Mengzi
Mensius (Hanzi: 孟子, hanyu pinyin: Mengzi/Bingcu) (sekitar 372 SM - 289 SM) adalah seorang filsuf Tiongkok. Ia adalah penerus ajaran Khonghucu/Kongzi yang hidup sekitar 300 tahun setelah wafatnya Khonghucu. Ia telah banyak belajar dari cucu Khonghucu yang bernama Zi Si/Cu Su yang membukukan Kitab Zhong Yong/Tengah Sempurna salah satu bagian dari Kitab Shi Shu yang merupakan tuntunan Keimanan bagi para penganut agama 'Ru' atau Khonghucu.
Semasa kecil, ia diasuh oleh ibunya yang sangat bijaksana. Ia pernah berpindah tempat tinggal sampai tiga kali; pertama tempat tinggalnya dekat tanah pemakaman, ibunya sangat khawatir ketika ia sering menirukan orang yang melaksanakan upacara pemakaman. Kemudian ibunya mengajaknya pindah ke dekat pasar, namun kembali ibunya juga merasa khawatir karena ia sering menirukan sebagai layaknya seorang pedagang yang melakukan transaksi jual beli. Akhirnya, sang ibu memilih untuk tinggal di dekat sekolah dengan harapan agar putranya bisa belajar dan bersekolah seperti halnya anak sebayanya.
Namun pada suatu hari, ia pulang sekolah lebih awal ketika itu ibunya sedang menenun kain. Sang ibu berfirasat bahwa Mensius telah bolos dari sekolahnya. Oleh karena itu ia segera mengambil pisau dan memotong kain yang sedang ditenunnya sebagai peringatan kepada putranya tersebut supaya ia tidak melakukannya lagi. Bilamana ia tidak bersungguh-sungguh belajar, maka seperti kain tenun yang tak berguna dan terpotong tadi.
Seperti halnya Khonghucu, Mensius banyak mengajarkan tentang Watak Sejati (Xing) manusia yang memiliki sifat bajik dari Tian yakni berupa Cinta Kasih (Ren), Kebenaran (Yi), Li (Susila), Bijaksana (Ti) dan Dapat dipercaya (Xin). Setiap manusia telah dikaruniai dengan Wu Chang (Lima Kebajikan) tersebut, oleh karena itu menurut Mensius, Watak Sejati (Xing) manusia itu bersifat bajik.

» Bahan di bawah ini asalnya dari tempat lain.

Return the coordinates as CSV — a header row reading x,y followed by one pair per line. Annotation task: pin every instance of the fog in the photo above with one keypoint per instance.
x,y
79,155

Menurut Mensius hal tersebut dapat dibuktikan apabila ada seorang anak kecil yang tidak tahu apa-apa secara tiba-tiba hendak terjerumus ke dalam sumur, maka setiap orang yang melihatnya pasti akan segera tergerak hatinya untuk menolong dan menyelamatkannya tanpa menghiraukan siapa anak kecil itu. Hal inilah yang dimaksudkan oleh Mensius bahwa pada dasarnya manusia memiliki perasaan atau hati nurani yang sama, tetapi karena pengaruh lingkungan maka Watak Sejati (Xing) yang bersifat bajik tadi bisa dirusak oleh keadaan lingkungan di sekitarnya. Oleh karena itu menjadi kewajiban setiap insan untuk selalu memelihara dan merawat Watak Sejatinya agar selalu memancarkan sifat-sifat baik.
Diapun sering melakukan pembicaraan dengan para Raja atau penguasa pada masa itu untuk meyakinkan mereka agar menjadi pemimpin yang benar dan bermoral. Disamping itu pula dia mengajarkan tentang demokrasi dalam pemerintahan, karena seorang Raja atau pemimpin itu dipercaya mendapatkan mandat dari Tian (Langit) atau disebut dengan Tian Ming. Dia harus bertindak sebagai ayah bunda rakyatnya. Ditegaskannya pula bahwa :"Tuhan melihat seperti halnya rakyat melihat, dan Tuhan mendengar seperti halnya rakyat mendengar".
Meng-tse menghabiskan banyak masa dewasanya melakukan perjalanan di seputar dalam negeri Cina dan menawarkan nasihatnya kepada pelbagai penguasa. Beberapa penguasa mendengarkan dengan penuh hormat kepadanya, dan untuk beberapa saat dia menjadi pejabat pemerintah Ch'i; tetapi secara pukul rata dia tidak punya posisi permanen ataupun pembuat keputusan. Pada tahun 312 SM, saat umurnya sekitar lima puluh sembilan tahun, dia kembali ke kampungnya di negeri Tsou dan tinggal menetap di situ sampai mati. Kapan dia mati tidak jelas, mungkin sekitar tahun 289 SM.
Mensius mengumpulkan pengikut-pengikut selama masa hidupnya, tetapi pengaruhnya atas Cina sebagian terpokok karena Book of Menciusnya, di mana tertera ajaran-ajarannya. Meskipun buku itu bisa jadi sudah mengalami pelbagai perbaikan oleh pengikut-pengikutnya, kecil sekali keraguan bahwa pokok-pokoknya mencerminkan ide-ide Meng-tse sendiri.